Source: The Herald
Give a child an education and a foundation has been laid. There are hundreds of orphans who are yet to receive education. In Hatcliffe Extension, 11 secondary school-going orphans under the care of Vision HIV/Aids are missing school because their fees have not yet been paid.
Vision HIV/Aids was formed in 2005 by youths from the area who saw their friends live in abject poverty.
They too were directly affected by HIV/Aids as there were many orphans in their midst. The youths came together to assist fellow orphans and vulnerable children.
They later spread to marginalised areas in Harare to cover Hopley, Whitecliff, Caledonia and Epworth.
Despite the challenges all is not gloom and doom as the organisation has managed to bring a smile on the faces of some of the minor children.
Being able to pay school fees is not enough as the children also need food, social support and mentorship.
Vision HIV/Aids advocacy and communications manager Mr Charles Nyoni said it is their dream that no child goes to bed on an empty stomach and that they have decent shelter and a good education.
"We would like to see that no child living under difficult circumstances goes to bed hungry," said Mr Nyoni.
He said that despite having 11 children still out of school, they have managed to give 20 others school uniforms. They have also paid US$30 fees for each child as well as supplied them with stationery.
"Fifty-two children also received food supplements since education on an empty stomach does not make sense," said Mr Nyoni.
He said most of the children are from child-headed families.
"The children who benefited in this distribution are extremely vulnerable. They cannot afford two decent meals a day. Some are HIV positive and are on treatment. The food supplements we distributed included fruits to help with vitamin C, bakery products from Groombridge Spar and some supplements from Fruit and Veg Shop in Borrowdale," explained Mr Nyoni.
"The success of this distribution programme was due to our stakeholders working tirelessly with Vision HIV/Aids," he added.
Mr Nyoni said that it was important that positive living be given moral support as this was found to be lacking in some instances.
"Two different counselling sessions were held comprising four mothers and 15 children," he said.
"The theme of the session was "Accepting and Moving On," he said.
Mr Nyoni emphasised that life still goes on even if one is found to be HIV positive.

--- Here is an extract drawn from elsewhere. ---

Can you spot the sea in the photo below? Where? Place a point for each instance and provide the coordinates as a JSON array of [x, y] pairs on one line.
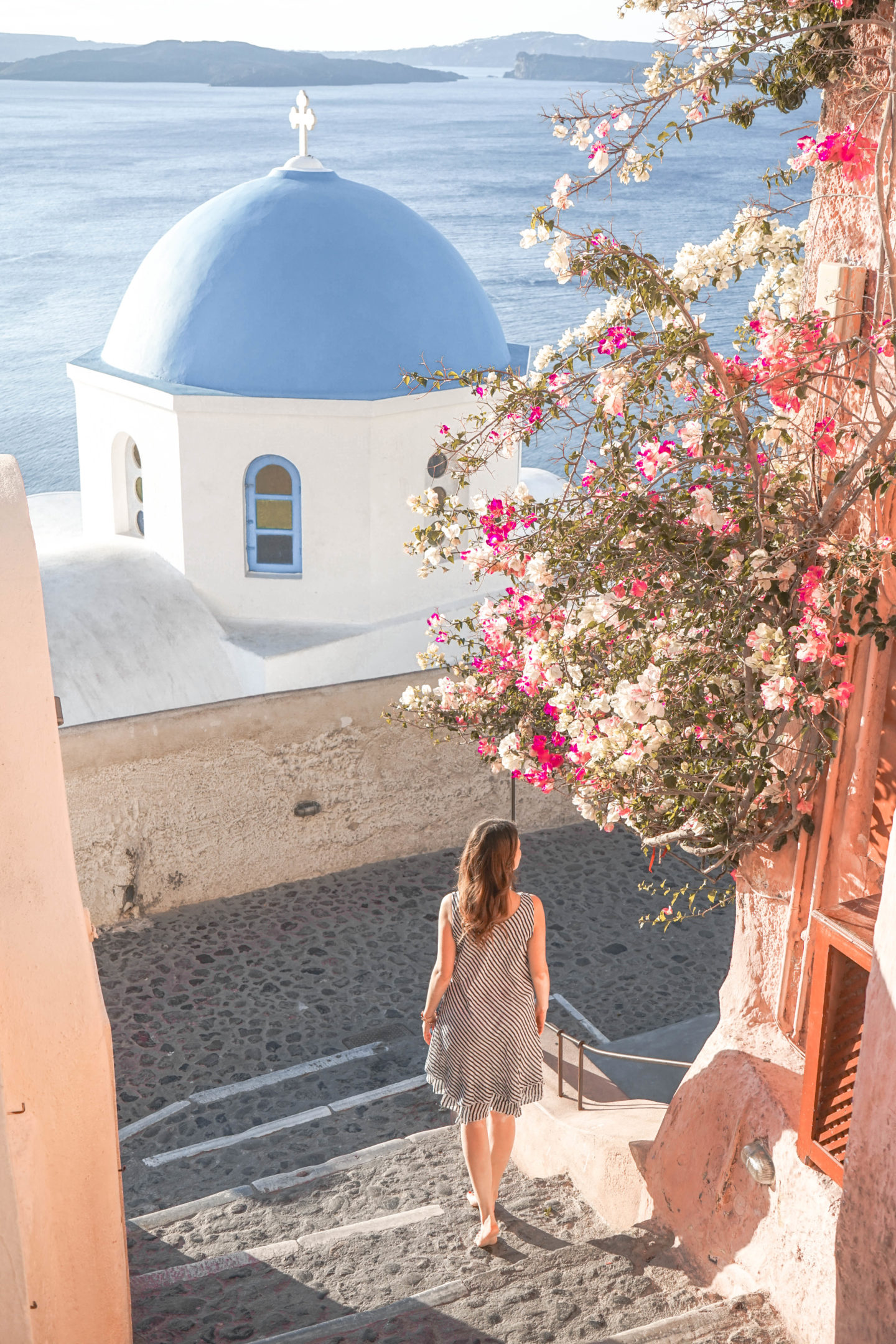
[[95, 174]]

He pointed out that when people decide to have children it's their obligation to look after them irrespective of their status.
"At first the discussion was met with a lot of resistance until one mother, Mai Sarudzai (not real name), acknowledged the importance of what I was saying. She pointed out that she was into selling for the good of her family and her well-being.
"The woman understood that staying occupied diverted her mind from thinking about her health and that's why she has been improving," he said.
"The meeting was successful as it saw a change of attitude towards health after hearing the testimony of their associate," he said.
Mr Nyoni said with children they engaged in an open forum as this made the kids warm up and open up to discussion. The orphans are concerned of what will become of them, if their provider was to die or leave.
"An open discussion approach was used where children raised different issues ranging from their health (why do I continue to be sick?), school issues (who will pay our fees if you quit?)
"And social issues, however, these were discussed openly and answered appropriately. We are looking forward to having more of these sessions to equip our children in the race of life," he said.
"The group conducts outreach programmes every Friday where vulnerable children are identified and their history taken. A "needs analysis" is conducted soon after they are identified. More of these outreach programmes are to be carried out in the next month.
The organisation has no vehicle to use for outreach programmes and it compromises the distance they cover.
Not everyone likes to work for no remuneration so they have a shortage of human resources but make do with the volunteers.
The organisation plans to establish income-generating projects for child headed households.
Vision HIV/Aids thanks the CV People, Spar Co-operate Retail, Toyota Zimbabwe, the Hindu Community of Zimbabwe, V-Tech and many other well-wishers for the donations they received in cash and kind.
"Food supplements and clothing (from the Hindu community) saw a great change and improved the recipients' health. This boosted confidence emanating from the counselling sessions we had previously held with our children," said Mr Nyoni.
Mr Nyoni is pleased to note that assisted children rarely miss school as they fit in the school curricular.
"Today the pupils given uniforms and stationery are going to school on a regular basis and are counted among pupils who have a complete school attire," he said.
Mr Nyoni added that they are not resting on their laurels as they still have secondary school-going children still not attending school.
"This achievement has forced us to look for ways to help other children lagging behind. We feel challenged when we come across children not attending school but fail to help," he said. He said when this happens he puts himself in the disadvantaged child's shoes.
This brings to mind the responsibility that communities were reminded of by Edelman.
"The future that we hold in trust for our children is shaped by the fairness we show to other people's children." Marian Wright Edelman.